One hour later Anna Adamczyk and her children Jurek (17), Zosia (13) and Wiesiu (7) are loaded into an army truck and driven away. They are held at a prison for several weeks before being placed into overcrowded cattle trucks on a train heading east.

Their journey, in the spring of 1940, lasts three weeks, 1900 miles, and takes them through Russia, beyond the Ural Mountains, to Soviet Kazakhstan. They arrive in the Russian steppes, vast tracks of flat grasslands with no trees. A land baked by the sun in summer and buried under snow in winter. They are given a tiny space in a mud hut, already occupied by two Kazakh families, and told - this is where you will live.

Katyn - The Murder of Polish Officers

After Nazi Germany invaded Poland in September 1939 Jan Adamczyk, Anna's husband, a Captain in the Polish army, left his family to join his regiment. On 17 September Poland was also invaded from the east by Soviet Russia. Jan Adamczyk was captured by the Soviets and held in a prison camp at Starobelsk. In the spring of 1940, on Stalin's orders, he and his fellow Polish officers were murdered by the NKVD at Katyn. For two years the Adamczyk family struggled to survive in Kazakhstan unaware of the fate which had befallen Jan Adamczyk.

Escape from the Soviet Union

On 22 June 1941 Nazi Germany attacked the Soviet Union. Food shortages in the Soviet Union became worse. In October 1941 the NKVD allowed Jurek to leave for Totskoye so that he could rejoin the Polish Army being formed under the command of General Wladyslaw Anders. Stalin also agreed with the British that thousands of Polish civilian relatives would be allowed to leave for the Middle East.

Anna Adamczyk constantly asked the NKVD for the necessary papers that would allow them to leave the Soviet Union for Persia. Her fear was that if they did not leave quickly then they might never be allowed to get out of the Soviet Union. The NKVD however never gave them to her so she devised an escape plan of her own. She knew that travel routes were likely to be chaotic with all the Polish refugees trying to reach the Polish army camps. That chaos would be their opportunity.

Journey to Freedom

In the spring of 1942 they walked for a day to the nearest train station, bribed the ticket seller for tickets and set off by train towards the Caspian sea. The trains were so overcrowded that they were never questioned by the NKVD. They travelled through Kazakhstan and Uzbekistan and after three weeks and 2500 miles arrived at a Polish transit camp at Krasnovodsk in Soviet Turkmenistan on the Caspian Sea.

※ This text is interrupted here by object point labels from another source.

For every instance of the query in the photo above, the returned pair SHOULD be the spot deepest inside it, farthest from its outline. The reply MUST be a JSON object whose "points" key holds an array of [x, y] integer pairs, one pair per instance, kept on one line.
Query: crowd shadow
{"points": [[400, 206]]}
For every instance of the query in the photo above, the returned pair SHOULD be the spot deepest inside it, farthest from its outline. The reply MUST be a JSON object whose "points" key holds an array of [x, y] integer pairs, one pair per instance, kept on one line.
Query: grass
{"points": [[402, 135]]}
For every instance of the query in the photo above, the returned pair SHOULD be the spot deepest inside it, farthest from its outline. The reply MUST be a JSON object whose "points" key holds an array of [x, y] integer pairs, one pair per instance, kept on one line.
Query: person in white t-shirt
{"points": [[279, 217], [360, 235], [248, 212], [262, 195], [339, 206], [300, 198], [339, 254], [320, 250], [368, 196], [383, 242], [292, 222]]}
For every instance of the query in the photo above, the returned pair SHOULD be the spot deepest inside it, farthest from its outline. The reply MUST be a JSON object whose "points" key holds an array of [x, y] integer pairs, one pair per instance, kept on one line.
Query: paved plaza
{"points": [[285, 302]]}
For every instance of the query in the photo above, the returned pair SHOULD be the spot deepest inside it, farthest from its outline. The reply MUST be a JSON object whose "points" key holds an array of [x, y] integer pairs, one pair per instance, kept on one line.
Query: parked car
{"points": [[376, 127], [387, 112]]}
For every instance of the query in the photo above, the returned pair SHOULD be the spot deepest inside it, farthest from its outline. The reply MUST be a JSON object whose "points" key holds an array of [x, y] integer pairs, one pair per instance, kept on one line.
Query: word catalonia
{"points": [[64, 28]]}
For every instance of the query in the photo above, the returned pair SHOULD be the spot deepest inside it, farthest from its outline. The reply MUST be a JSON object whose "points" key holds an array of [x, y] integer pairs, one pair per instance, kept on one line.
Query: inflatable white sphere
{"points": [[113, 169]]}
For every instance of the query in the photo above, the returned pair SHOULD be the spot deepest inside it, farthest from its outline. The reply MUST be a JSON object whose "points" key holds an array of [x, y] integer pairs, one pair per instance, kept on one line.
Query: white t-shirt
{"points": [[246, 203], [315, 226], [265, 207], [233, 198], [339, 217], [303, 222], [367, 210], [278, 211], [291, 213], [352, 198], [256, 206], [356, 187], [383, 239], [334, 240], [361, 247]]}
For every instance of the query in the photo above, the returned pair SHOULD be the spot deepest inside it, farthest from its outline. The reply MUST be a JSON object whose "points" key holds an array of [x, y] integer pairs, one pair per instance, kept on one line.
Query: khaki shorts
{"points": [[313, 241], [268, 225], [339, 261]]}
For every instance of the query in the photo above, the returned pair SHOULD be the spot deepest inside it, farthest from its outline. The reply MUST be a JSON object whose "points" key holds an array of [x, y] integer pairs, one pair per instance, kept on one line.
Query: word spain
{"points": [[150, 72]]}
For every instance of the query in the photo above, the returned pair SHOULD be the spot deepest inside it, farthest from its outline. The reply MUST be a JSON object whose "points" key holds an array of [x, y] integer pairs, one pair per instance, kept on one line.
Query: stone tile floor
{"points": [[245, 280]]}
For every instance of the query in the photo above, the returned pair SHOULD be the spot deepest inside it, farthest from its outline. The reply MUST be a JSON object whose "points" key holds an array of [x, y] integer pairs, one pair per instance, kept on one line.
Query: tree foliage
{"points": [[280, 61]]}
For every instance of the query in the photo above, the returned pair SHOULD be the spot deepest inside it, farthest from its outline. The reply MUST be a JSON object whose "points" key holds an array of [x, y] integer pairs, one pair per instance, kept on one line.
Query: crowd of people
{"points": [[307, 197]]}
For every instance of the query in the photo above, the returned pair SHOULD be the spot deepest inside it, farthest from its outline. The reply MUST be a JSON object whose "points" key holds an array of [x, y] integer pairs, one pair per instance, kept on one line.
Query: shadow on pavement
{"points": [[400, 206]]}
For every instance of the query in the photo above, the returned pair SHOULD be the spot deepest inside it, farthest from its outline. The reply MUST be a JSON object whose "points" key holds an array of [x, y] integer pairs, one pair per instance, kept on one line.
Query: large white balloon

At Krasnovodsk they were reunited with Jurek who was in a Soviet field hospital being treated for malnutrition and exhaustion. They left the Soviet Union on a Soviet freighter bound for Persia. Two days later they arrived in Pahlevi. Disease among the malnourished and exhausted Polish refugees was rife - dysentery, typhus and typhoid flourished. Anna Adamczyk became ill and died on 18 October 1942. She was 45.

In April 1943 Zosia and Wiesiu had a surprise visitor at their Polish camp. Their American cousin, a US Army nurse, on leave from an Army hospital in Ahavz had tracked them down. She helped them arrange passage on a ship to Mexico. However, Wiesiu became ill and they could not go. Eventually they were able to leave Persia for Lebanon and after that to join Jurek in England. In November 1949 Wiesiu set sail for America to join his aunt's family in Chicago. Finally after ten years of wandering and hardship he was once again back in a Polish home.